A visit to my local bookstore
This story began in 2000 with a visit to my local bookstore. I was there with my granddaughter, our primary business being to find a book for her. As she rummaged through the shelves of the Young Adult Section, my eye caught a book lying by itself on an adjacent countertop: Thomas Kuhn’s The Structure of Scientific Revolutions (1962).
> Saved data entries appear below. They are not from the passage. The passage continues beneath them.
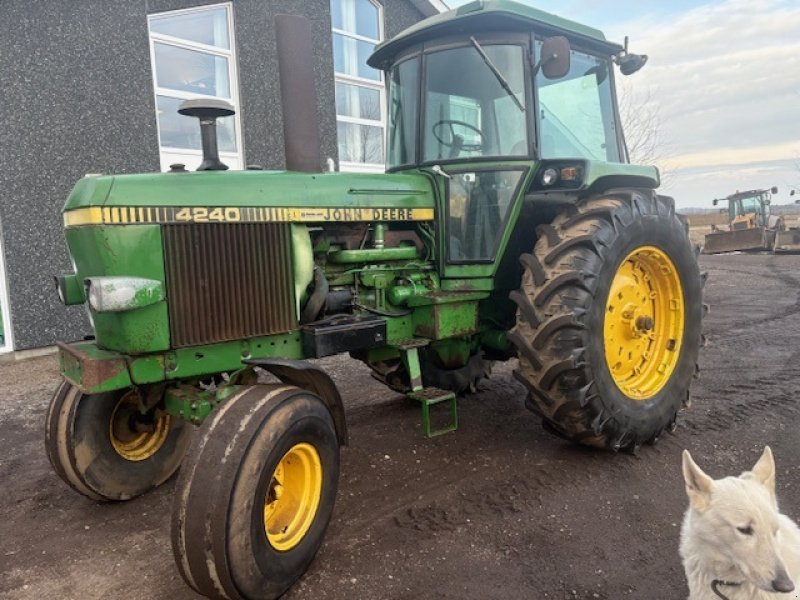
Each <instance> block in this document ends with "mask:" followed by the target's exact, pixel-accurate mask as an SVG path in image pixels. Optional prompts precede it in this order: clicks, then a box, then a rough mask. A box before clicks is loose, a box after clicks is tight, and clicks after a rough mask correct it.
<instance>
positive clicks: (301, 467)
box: [264, 443, 322, 551]
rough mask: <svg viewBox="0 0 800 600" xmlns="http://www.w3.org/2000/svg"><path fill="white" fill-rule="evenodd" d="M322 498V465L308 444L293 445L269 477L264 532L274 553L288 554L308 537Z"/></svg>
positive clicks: (316, 453)
mask: <svg viewBox="0 0 800 600" xmlns="http://www.w3.org/2000/svg"><path fill="white" fill-rule="evenodd" d="M321 497H322V461H321V460H320V457H319V453H318V452H317V450H316V448H314V446H312V445H311V444H306V443H301V444H296V445H295V446H293V447H292V448H290V449H289V451H288V452H287V453H286V454H284V455H283V458H281V460H280V462H279V463H278V466H277V467H275V471H274V472H273V474H272V479H271V481H270V485H269V489H268V490H267V497H266V499H265V501H264V530H265V532H266V534H267V539H268V540H269V543H270V545H272V547H273V548H275V550H278V551H286V550H291V549H292V548H294V547H295V546H297V544H299V543H300V541H301V540H302V539H303V536H305V535H306V533H308V530H309V528H310V527H311V523H312V522H313V521H314V516H315V515H316V514H317V508H318V507H319V502H320V498H321Z"/></svg>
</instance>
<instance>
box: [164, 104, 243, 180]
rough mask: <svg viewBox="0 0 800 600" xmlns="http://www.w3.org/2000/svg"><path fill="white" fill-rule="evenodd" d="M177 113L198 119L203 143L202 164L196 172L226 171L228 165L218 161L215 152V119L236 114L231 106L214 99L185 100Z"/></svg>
mask: <svg viewBox="0 0 800 600" xmlns="http://www.w3.org/2000/svg"><path fill="white" fill-rule="evenodd" d="M178 112H179V113H180V114H182V115H186V116H187V117H197V118H198V119H200V137H201V139H202V141H203V162H201V163H200V166H199V167H197V170H198V171H227V170H228V165H226V164H224V163H223V162H222V161H221V160H220V159H219V151H218V150H217V119H218V118H219V117H230V116H232V115H234V114H236V111H235V110H234V109H233V106H232V105H231V104H230V103H229V102H225V100H216V99H214V98H194V99H192V100H185V101H184V102H182V103H181V105H180V106H179V107H178Z"/></svg>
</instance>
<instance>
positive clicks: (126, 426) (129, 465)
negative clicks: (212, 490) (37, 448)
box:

Though I’d never read the book, I had heard it referenced in countless conversations regarding one or another new approaches to organizational life; everywhere you turned there was talk of ‘new paradigms’. Kuhn’s book just had no business being where it was. This was neither the Science nor the Philosophy Section; its nearest neighborhood was the Young Adult Section, and I could not envision my granddaughter or any of her compatriots being engrossed by Kuhn, at this stage of their lives at least. So, what was this book doing there? I leaned on the counter and began to read. After a few gasps and Wows! it was clear: The book was there for me.
There is no new paradigm
Despite the obligatory references to Thomas Kuhn’s work, there is probably no field that talks more about – yet knows less about – scientific paradigms and paradigm shifts (as Kuhn uses the terms) than this field of management, management theory, organization development, systems thinking and so forth.
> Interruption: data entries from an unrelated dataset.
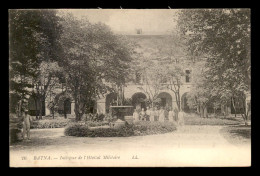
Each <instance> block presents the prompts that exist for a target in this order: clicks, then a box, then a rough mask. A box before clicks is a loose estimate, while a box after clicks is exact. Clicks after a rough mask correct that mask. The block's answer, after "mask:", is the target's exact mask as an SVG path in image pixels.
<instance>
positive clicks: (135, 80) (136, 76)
mask: <svg viewBox="0 0 260 176" xmlns="http://www.w3.org/2000/svg"><path fill="white" fill-rule="evenodd" d="M141 76H142V74H141V73H140V72H135V83H136V84H140V83H141Z"/></svg>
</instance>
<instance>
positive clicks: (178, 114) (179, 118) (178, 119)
mask: <svg viewBox="0 0 260 176" xmlns="http://www.w3.org/2000/svg"><path fill="white" fill-rule="evenodd" d="M178 124H179V125H184V112H183V111H182V110H181V111H180V112H179V113H178Z"/></svg>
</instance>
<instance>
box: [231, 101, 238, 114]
mask: <svg viewBox="0 0 260 176" xmlns="http://www.w3.org/2000/svg"><path fill="white" fill-rule="evenodd" d="M231 102H232V106H233V108H234V110H235V117H236V116H237V109H236V105H235V102H234V97H232V98H231Z"/></svg>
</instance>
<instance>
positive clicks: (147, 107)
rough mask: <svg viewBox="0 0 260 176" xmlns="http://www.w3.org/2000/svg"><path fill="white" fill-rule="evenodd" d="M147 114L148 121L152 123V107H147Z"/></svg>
mask: <svg viewBox="0 0 260 176" xmlns="http://www.w3.org/2000/svg"><path fill="white" fill-rule="evenodd" d="M145 114H146V121H150V120H151V119H150V116H151V110H150V107H147V110H146V112H145Z"/></svg>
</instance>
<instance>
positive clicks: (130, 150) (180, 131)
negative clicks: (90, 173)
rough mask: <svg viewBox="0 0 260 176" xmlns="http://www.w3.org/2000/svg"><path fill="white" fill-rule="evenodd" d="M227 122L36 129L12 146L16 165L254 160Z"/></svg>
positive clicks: (248, 149)
mask: <svg viewBox="0 0 260 176" xmlns="http://www.w3.org/2000/svg"><path fill="white" fill-rule="evenodd" d="M222 128H223V127H222V126H195V125H194V126H183V127H179V128H178V130H177V131H175V132H173V133H167V134H160V135H150V136H134V137H114V138H113V137H109V138H84V137H69V136H64V134H63V132H64V129H63V128H59V129H40V130H39V129H38V130H37V129H34V130H32V131H31V138H32V139H31V141H23V142H20V143H18V144H16V145H13V146H11V147H10V160H11V162H10V165H11V166H39V167H41V166H51V167H52V166H97V165H101V166H135V167H136V166H165V167H174V166H180V167H181V166H250V164H251V161H250V160H251V149H250V147H251V146H250V145H243V146H236V145H232V144H231V143H229V142H228V141H227V140H226V139H225V138H224V137H223V136H222V135H221V134H220V130H221V129H222ZM23 156H26V157H27V159H26V160H22V159H21V158H22V157H23ZM39 156H47V157H45V158H43V157H42V158H41V157H39ZM105 156H110V157H112V156H113V158H114V159H104V157H105ZM78 157H81V159H80V158H78ZM40 158H41V159H42V160H38V159H40ZM133 158H138V159H133ZM48 159H51V160H48Z"/></svg>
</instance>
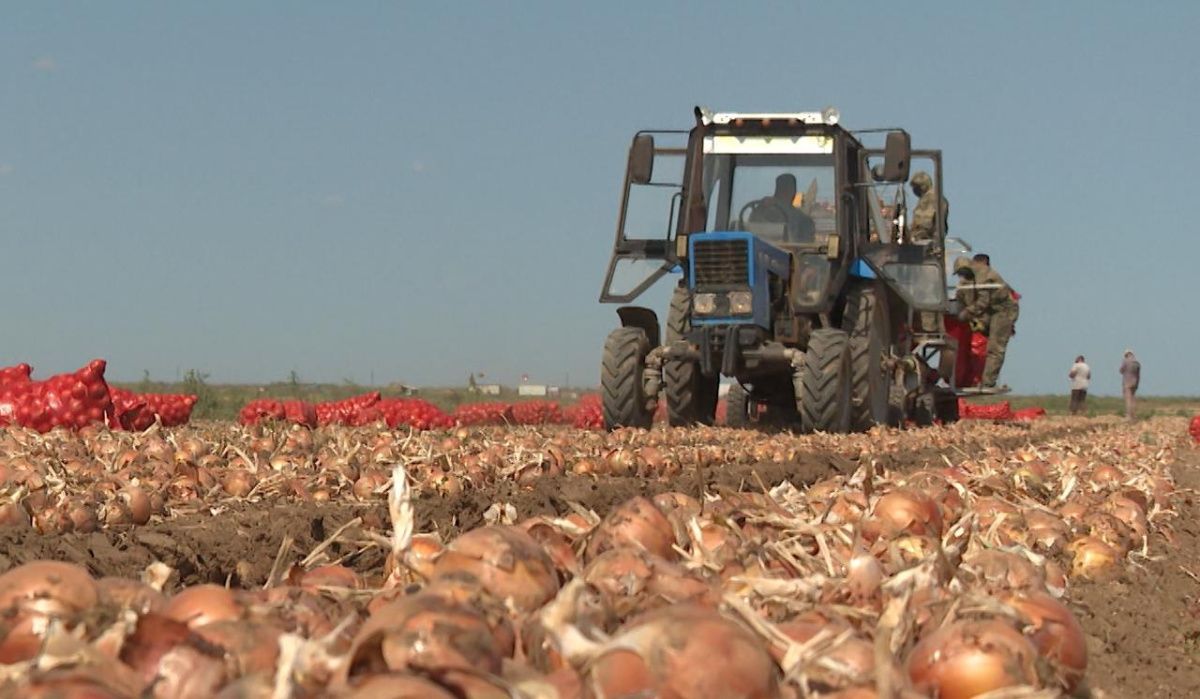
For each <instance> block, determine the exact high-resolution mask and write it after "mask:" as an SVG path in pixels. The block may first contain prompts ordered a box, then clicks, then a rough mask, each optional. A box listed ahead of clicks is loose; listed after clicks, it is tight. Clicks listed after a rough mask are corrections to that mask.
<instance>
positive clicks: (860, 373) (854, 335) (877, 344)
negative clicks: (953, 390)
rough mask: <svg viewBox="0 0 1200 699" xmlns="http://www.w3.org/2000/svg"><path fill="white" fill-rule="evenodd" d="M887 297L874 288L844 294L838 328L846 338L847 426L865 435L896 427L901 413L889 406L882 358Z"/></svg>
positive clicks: (888, 323) (884, 349)
mask: <svg viewBox="0 0 1200 699" xmlns="http://www.w3.org/2000/svg"><path fill="white" fill-rule="evenodd" d="M890 325H892V322H890V316H889V315H888V307H887V294H886V293H884V291H883V289H882V288H880V287H878V286H874V285H872V286H866V285H862V286H854V287H852V288H851V289H850V292H848V293H847V294H846V310H845V312H844V313H842V322H841V327H842V329H844V330H846V333H848V334H850V366H851V389H850V392H851V396H850V401H851V413H850V426H851V429H853V430H859V431H865V430H869V429H871V428H874V426H875V425H882V424H890V425H896V424H899V423H900V414H901V410H900V408H899V406H893V405H892V400H890V399H892V390H890V389H892V382H890V381H889V377H888V374H887V372H886V371H884V370H883V358H884V356H886V354H887V351H888V348H889V347H890V345H892V328H890Z"/></svg>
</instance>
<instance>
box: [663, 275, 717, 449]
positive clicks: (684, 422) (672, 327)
mask: <svg viewBox="0 0 1200 699" xmlns="http://www.w3.org/2000/svg"><path fill="white" fill-rule="evenodd" d="M666 330H667V333H666V340H667V343H668V345H670V343H671V342H678V341H680V340H684V339H685V337H686V336H688V333H689V331H690V330H691V293H690V292H689V291H688V287H685V286H683V285H680V286H678V287H676V289H674V293H672V294H671V309H670V310H668V311H667V328H666ZM719 384H720V376H719V375H713V376H704V375H703V374H701V371H700V362H692V360H686V359H667V360H666V362H664V363H662V388H664V389H665V390H664V393H665V394H666V404H667V422H668V423H670V424H671V425H672V426H688V425H697V424H700V425H710V424H713V420H714V419H715V417H716V393H718V390H719V389H720V386H719Z"/></svg>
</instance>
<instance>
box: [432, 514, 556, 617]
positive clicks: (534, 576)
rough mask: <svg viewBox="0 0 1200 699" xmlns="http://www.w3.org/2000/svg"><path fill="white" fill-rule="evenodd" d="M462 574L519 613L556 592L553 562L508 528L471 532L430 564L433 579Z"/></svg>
mask: <svg viewBox="0 0 1200 699" xmlns="http://www.w3.org/2000/svg"><path fill="white" fill-rule="evenodd" d="M462 573H466V574H468V575H472V576H474V578H475V579H478V580H479V583H480V584H481V585H482V586H484V589H485V590H487V591H488V592H490V593H492V595H494V596H496V597H497V598H499V599H510V601H511V602H512V604H514V605H515V607H516V608H517V609H518V610H521V611H532V610H534V609H536V608H539V607H541V605H542V604H545V603H546V602H547V601H550V599H551V598H552V597H554V595H556V593H557V592H558V575H557V574H556V572H554V563H553V561H551V558H550V556H548V555H547V554H546V551H545V550H542V548H541V546H539V545H538V542H535V540H534V539H533V538H532V537H530V536H529V534H527V533H524V532H523V531H521V530H518V528H517V527H512V526H486V527H481V528H478V530H472V531H469V532H467V533H464V534H462V536H460V537H458V538H457V539H455V540H454V542H452V543H451V544H450V548H449V549H446V551H445V552H444V554H442V556H439V557H438V560H437V562H434V563H433V578H434V579H438V578H442V576H446V575H456V574H462Z"/></svg>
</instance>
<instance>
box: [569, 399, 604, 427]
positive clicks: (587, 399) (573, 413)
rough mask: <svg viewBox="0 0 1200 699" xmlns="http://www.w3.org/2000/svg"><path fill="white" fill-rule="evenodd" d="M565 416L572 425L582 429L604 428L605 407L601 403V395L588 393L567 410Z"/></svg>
mask: <svg viewBox="0 0 1200 699" xmlns="http://www.w3.org/2000/svg"><path fill="white" fill-rule="evenodd" d="M563 417H564V418H565V420H566V422H568V423H570V424H571V426H574V428H577V429H581V430H602V429H604V407H602V406H601V405H600V396H599V395H595V394H588V395H584V396H583V398H581V399H580V401H578V402H577V404H575V405H572V406H570V407H569V408H566V410H565V411H563Z"/></svg>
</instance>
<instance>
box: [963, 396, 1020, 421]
mask: <svg viewBox="0 0 1200 699" xmlns="http://www.w3.org/2000/svg"><path fill="white" fill-rule="evenodd" d="M959 418H960V419H964V420H1010V419H1013V406H1010V405H1009V402H1008V401H1007V400H1006V401H1002V402H994V404H990V405H973V404H971V402H967V401H966V400H964V399H961V398H960V399H959Z"/></svg>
In this field, paradigm is most often used to refer to some new way (generally the author’s) of looking at management, leadership or other aspects of organization life; and proposals for paradigm shifts – from hierarchy to self-directed, from patriarchy to matriarchy – seem to be based less in science than in theology or politics. My intention here is not to denigrate such contributions, which I believe are extremely valuable in stimulating thinking about organizational life… but to distinguish them from science.
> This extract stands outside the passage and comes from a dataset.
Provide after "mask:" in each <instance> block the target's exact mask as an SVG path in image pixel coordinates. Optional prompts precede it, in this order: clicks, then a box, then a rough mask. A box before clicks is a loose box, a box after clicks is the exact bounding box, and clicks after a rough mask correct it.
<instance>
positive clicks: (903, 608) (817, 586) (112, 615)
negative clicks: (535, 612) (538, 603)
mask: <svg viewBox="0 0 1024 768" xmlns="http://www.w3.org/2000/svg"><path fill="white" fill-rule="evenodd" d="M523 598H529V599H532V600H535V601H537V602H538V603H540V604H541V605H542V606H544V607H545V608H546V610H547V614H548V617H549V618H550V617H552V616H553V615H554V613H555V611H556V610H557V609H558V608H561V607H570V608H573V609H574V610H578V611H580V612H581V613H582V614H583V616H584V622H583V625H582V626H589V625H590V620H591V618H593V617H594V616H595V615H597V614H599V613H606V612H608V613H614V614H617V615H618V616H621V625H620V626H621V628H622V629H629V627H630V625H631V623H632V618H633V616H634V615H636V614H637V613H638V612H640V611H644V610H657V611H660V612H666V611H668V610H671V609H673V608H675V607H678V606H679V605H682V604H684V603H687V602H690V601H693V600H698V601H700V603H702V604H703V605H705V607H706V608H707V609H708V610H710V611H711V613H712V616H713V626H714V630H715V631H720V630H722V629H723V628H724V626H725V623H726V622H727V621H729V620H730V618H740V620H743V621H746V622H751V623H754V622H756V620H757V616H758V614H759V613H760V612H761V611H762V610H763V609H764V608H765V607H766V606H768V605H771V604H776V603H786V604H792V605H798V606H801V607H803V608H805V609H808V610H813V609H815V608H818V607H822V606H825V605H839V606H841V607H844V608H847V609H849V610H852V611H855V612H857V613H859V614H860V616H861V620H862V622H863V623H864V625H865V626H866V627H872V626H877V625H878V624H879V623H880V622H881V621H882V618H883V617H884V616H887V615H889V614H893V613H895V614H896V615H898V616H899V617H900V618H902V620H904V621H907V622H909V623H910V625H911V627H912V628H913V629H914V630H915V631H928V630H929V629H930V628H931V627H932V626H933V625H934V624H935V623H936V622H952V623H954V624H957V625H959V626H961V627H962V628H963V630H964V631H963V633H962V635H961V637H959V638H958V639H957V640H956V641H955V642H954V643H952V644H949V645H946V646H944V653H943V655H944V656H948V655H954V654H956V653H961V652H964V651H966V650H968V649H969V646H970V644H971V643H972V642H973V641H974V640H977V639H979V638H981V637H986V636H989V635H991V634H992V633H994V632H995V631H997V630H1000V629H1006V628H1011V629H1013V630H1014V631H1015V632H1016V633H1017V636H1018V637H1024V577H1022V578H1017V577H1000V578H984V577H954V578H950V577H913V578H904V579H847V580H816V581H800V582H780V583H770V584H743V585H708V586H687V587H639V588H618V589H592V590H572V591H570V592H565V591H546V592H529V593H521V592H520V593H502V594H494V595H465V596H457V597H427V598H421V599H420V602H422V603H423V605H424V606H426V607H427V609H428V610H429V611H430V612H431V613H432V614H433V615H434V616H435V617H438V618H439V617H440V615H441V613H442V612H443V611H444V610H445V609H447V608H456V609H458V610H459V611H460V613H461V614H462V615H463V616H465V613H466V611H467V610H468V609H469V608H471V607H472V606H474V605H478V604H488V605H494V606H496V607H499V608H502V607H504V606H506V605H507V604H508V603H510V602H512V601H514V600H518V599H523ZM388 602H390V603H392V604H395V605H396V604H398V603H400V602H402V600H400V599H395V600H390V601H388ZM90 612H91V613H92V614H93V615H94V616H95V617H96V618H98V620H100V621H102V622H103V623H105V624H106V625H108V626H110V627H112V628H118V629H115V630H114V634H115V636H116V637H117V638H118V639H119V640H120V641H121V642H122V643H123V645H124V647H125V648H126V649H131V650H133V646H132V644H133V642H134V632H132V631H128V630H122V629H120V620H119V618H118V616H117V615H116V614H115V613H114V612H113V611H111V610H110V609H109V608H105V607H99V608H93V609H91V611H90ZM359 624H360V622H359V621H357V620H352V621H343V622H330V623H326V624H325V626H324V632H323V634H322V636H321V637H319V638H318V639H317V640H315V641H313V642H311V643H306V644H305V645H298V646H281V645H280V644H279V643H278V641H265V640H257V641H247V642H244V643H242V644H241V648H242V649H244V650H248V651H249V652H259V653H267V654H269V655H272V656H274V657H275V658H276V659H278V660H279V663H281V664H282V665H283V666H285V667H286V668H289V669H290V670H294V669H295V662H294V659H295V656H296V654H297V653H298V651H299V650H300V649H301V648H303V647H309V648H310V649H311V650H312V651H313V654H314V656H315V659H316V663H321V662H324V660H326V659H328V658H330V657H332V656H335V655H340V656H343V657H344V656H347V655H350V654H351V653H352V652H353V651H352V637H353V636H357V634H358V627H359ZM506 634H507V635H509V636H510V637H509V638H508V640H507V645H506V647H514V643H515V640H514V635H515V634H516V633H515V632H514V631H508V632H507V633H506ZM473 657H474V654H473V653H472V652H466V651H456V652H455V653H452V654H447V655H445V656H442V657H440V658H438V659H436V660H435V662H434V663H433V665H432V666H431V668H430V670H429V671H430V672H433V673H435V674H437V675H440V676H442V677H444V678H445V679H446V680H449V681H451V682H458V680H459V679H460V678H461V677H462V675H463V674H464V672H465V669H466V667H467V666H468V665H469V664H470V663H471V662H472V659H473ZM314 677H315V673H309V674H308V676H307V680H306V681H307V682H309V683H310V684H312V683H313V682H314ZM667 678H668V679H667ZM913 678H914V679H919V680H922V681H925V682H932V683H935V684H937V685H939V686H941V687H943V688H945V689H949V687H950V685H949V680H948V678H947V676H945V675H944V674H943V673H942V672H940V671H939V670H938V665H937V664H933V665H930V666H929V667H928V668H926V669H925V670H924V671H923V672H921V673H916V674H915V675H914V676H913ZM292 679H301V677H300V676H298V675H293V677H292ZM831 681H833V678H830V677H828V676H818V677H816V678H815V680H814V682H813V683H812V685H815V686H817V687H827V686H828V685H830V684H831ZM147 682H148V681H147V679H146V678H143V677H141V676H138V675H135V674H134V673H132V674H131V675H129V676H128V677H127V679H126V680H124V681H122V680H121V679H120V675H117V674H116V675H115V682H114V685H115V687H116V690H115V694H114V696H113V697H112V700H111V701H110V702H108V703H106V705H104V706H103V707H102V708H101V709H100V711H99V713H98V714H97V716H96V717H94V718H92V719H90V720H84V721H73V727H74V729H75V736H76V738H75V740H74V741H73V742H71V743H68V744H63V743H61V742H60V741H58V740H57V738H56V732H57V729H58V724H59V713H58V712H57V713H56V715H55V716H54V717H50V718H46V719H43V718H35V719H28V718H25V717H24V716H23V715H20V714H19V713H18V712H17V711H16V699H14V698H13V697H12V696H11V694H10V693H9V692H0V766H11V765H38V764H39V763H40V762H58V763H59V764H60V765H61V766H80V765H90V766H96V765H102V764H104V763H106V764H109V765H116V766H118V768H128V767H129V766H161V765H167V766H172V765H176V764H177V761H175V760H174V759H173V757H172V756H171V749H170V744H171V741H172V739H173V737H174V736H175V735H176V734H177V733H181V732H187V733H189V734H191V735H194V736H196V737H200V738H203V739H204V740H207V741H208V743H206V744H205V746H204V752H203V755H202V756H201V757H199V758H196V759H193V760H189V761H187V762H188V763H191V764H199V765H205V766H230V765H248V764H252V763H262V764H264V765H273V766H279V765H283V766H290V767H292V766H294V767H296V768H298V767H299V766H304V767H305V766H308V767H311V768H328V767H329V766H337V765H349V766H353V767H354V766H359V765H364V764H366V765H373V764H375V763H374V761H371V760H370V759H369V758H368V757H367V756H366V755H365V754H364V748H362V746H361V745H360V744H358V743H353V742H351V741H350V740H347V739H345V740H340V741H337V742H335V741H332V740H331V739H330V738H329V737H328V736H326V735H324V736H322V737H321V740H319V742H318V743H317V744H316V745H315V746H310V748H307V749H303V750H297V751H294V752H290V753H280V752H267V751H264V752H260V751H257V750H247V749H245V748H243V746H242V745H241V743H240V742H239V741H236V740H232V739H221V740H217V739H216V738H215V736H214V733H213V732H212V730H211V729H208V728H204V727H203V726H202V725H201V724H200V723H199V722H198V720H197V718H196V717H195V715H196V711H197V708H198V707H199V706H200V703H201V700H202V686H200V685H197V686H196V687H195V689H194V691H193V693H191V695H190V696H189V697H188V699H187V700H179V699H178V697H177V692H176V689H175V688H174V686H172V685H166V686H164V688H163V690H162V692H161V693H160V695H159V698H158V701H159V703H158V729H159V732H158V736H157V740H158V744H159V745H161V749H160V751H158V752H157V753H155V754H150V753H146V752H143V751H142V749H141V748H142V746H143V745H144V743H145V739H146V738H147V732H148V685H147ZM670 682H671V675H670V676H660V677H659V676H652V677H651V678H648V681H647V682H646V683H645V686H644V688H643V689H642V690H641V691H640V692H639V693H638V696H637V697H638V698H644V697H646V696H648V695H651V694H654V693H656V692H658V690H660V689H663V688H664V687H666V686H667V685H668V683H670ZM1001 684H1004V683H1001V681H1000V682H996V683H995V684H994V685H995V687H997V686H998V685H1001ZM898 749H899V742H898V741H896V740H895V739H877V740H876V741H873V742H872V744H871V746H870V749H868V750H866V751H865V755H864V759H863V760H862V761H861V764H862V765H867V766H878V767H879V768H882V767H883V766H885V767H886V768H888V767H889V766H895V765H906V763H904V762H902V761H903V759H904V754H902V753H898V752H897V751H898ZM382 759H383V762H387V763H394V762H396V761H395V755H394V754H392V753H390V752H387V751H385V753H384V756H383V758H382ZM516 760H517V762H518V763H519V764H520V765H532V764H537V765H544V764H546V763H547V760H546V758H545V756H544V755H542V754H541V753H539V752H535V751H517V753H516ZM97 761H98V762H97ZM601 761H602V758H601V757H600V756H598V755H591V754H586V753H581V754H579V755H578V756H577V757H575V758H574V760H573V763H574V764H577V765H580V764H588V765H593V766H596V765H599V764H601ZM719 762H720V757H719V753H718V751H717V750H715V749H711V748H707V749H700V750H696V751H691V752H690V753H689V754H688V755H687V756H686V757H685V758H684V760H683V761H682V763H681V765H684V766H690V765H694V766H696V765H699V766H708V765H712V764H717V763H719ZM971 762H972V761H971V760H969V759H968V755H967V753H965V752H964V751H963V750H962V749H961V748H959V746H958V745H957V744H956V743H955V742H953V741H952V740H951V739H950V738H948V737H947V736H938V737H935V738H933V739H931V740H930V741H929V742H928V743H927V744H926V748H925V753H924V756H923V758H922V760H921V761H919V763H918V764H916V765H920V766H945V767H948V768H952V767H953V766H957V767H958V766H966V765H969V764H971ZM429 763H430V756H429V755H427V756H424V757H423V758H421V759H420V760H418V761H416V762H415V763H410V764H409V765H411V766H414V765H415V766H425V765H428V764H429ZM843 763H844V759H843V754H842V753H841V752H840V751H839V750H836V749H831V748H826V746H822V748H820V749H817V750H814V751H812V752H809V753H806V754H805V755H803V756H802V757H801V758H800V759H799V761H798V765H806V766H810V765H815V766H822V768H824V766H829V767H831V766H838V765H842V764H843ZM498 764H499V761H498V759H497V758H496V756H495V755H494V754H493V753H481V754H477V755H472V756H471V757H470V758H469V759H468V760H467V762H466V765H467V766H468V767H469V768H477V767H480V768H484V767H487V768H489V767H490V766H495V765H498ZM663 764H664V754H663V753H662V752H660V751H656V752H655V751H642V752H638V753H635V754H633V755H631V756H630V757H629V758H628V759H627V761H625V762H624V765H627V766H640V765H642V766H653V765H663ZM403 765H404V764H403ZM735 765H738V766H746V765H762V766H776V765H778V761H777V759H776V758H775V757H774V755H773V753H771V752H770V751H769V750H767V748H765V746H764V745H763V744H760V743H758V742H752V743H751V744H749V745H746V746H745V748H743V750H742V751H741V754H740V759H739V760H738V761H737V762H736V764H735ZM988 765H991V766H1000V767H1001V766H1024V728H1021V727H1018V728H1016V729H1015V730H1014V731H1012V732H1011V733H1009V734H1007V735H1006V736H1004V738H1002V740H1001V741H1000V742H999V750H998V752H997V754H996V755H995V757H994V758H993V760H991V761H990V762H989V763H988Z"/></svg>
In science, paradigms share two essential characteristics:
(i) the achievement of the creator of the paradigm “was sufficiently unprecedented to attract an enduring group of adherents away from competing modes of scientific activity” and
(ii) the new paradigm “was sufficiently open-ended to leave all sorts of problems for the redefined group of practitioners to resolve”. (Kuhn 1962, p.10)
“Normal science” is what is carried on within the paradigm. Kuhn defines it as, “Research firmly based upon one or more scientific achievements, achievements that some particular scientific community acknowledges for a time as supplying the foundation for its further practice.” (Ibid.)
Is there such an acknowledged foundation in our field? I think not. On the subject, Kuhn says, “…it remains an open question what parts of social science have yet acquired such paradigms at all.” He goes on to say, “History suggests that the road to a firm research consensus is extraordinarily arduous.